SAM3 Loss
Feature request
Hello,
Can you please add SAM3 to return loss in outputs (if target is provided)?
Motivation
This feature would allow fine-tuning the SAM3 model for custom datasets.
Your contribution
Currently I am not in a position to help due to my limited time, but it would be great to see this feature.
I'm a noob with this, but are you asking to have the output of Sam3ImageSegmentationOutput at the top level Sam3 modified to include loss just for fine-tuning? If it's just for fine-tuning, I thought we can just override the loss computation in Trainer to use the loss derived from your custom loss function given the targets instead of adding another arg to sam3.
I would expect something that is as easy to work with (kind of similar to SemanticSegmenterOutput, maybe like MaskSegmenterOutput or UniversalSegmenterOutput) as the following script would work easily.
from transformers import Sam3Model, Sam3Processor
model = Sam3Model.from_pretrained("facebook/sam3")
processor = Sam3Processor.from_pretrained("facebook/sam3")
# ---------------------------------------------------------------------------
# 1. Inference only (no targets)
# Expected: outputs.loss = None
# ---------------------------------------------------------------------------
inputs = processor(
images=["path/to/image1.png", "path/to/image2.png"],
return_tensors="pt",
)
outputs = model(**inputs) # loss: None
# ---------------------------------------------------------------------------
# 2. Detection-only fine-tuning
# Expected loss: L_cls + L_l1 + L_giou (+ Align + DAC auxiliary losses)
# ---------------------------------------------------------------------------
detection_targets = [
{"boxes": [[10, 20, 30, 40], [50, 60, 70, 80]], "labels": [1, 1]},
{"boxes": [[5, 15, 25, 35]], "labels": [1]},
]
inputs = processor(
images=["path/to/image1.png", "path/to/image2.png"],
detection_targets=detection_targets,
return_tensors="pt",
)
outputs = model(**inputs) # loss: detection loss only
# ---------------------------------------------------------------------------
# 3. Segmentation-only fine-tuning
# Expected loss: L_mask_bce + L_mask_dice (+ semantic loss if enabled)

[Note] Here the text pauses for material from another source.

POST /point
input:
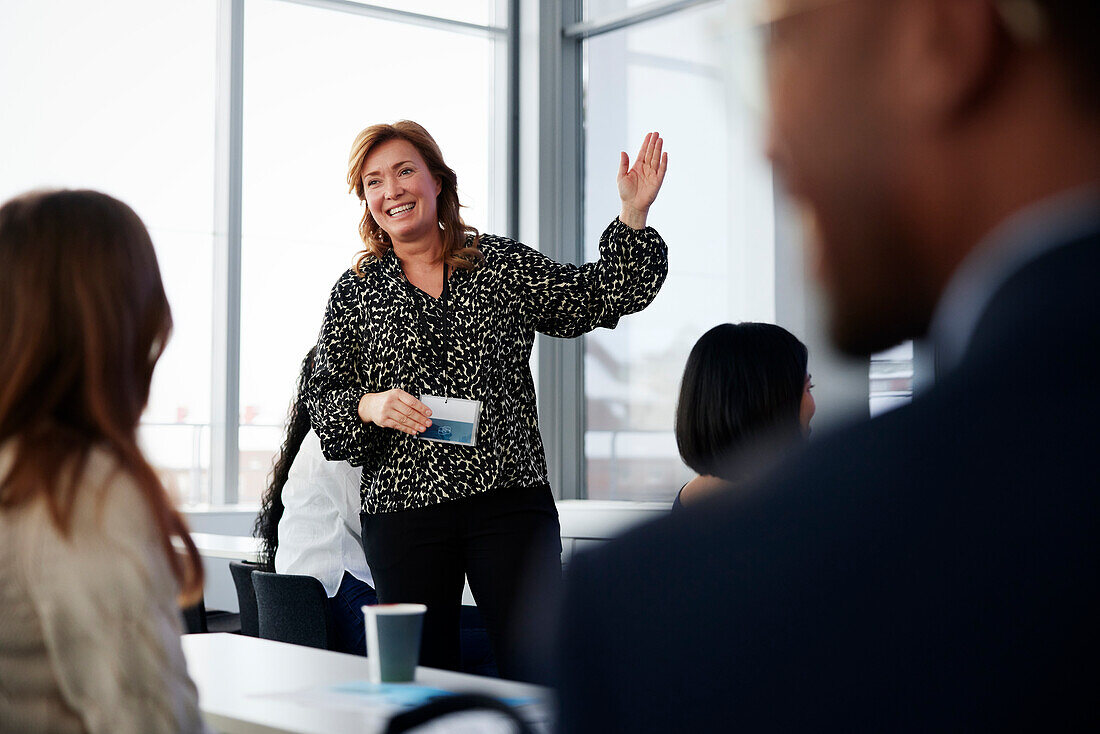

# ---------------------------------------------------------------------------
segmentation_targets = [
{"masks": ["path/to/mask1.png", "path/to/mask2.png"]},
{"masks": ["path/to/mask3.png"]},
]
inputs = processor(
images=["path/to/image1.png", "path/to/image2.png"],
segmentation_targets=segmentation_targets,
return_tensors="pt",
)
outputs = model(**inputs) # loss: segmentation loss only
# ---------------------------------------------------------------------------
# 4. Combined detection + segmentation fine-tuning
# Expected loss: detection loss + segmentation loss
# ---------------------------------------------------------------------------
combined_targets = [
{"boxes": [[10, 20, 30, 40]], "labels": [1], "masks": ["mask1.png"]},
{"boxes": [[50, 60, 70, 80]], "labels": [1], "masks": ["mask2.png"]},
]
inputs = processor(
images=["path/to/image1.png", "path/to/image2.png"],
detection_targets=combined_targets,
segmentation_targets=combined_targets,
return_tensors="pt",
)
outputs = model(**inputs) # loss: full det + seg loss
Hi @aselimc,
I'd like to help with this feature! I'm a contributor who recently submitted fixes for Conditional DETR (#42679) and Flash Attention 4 detection (#42405).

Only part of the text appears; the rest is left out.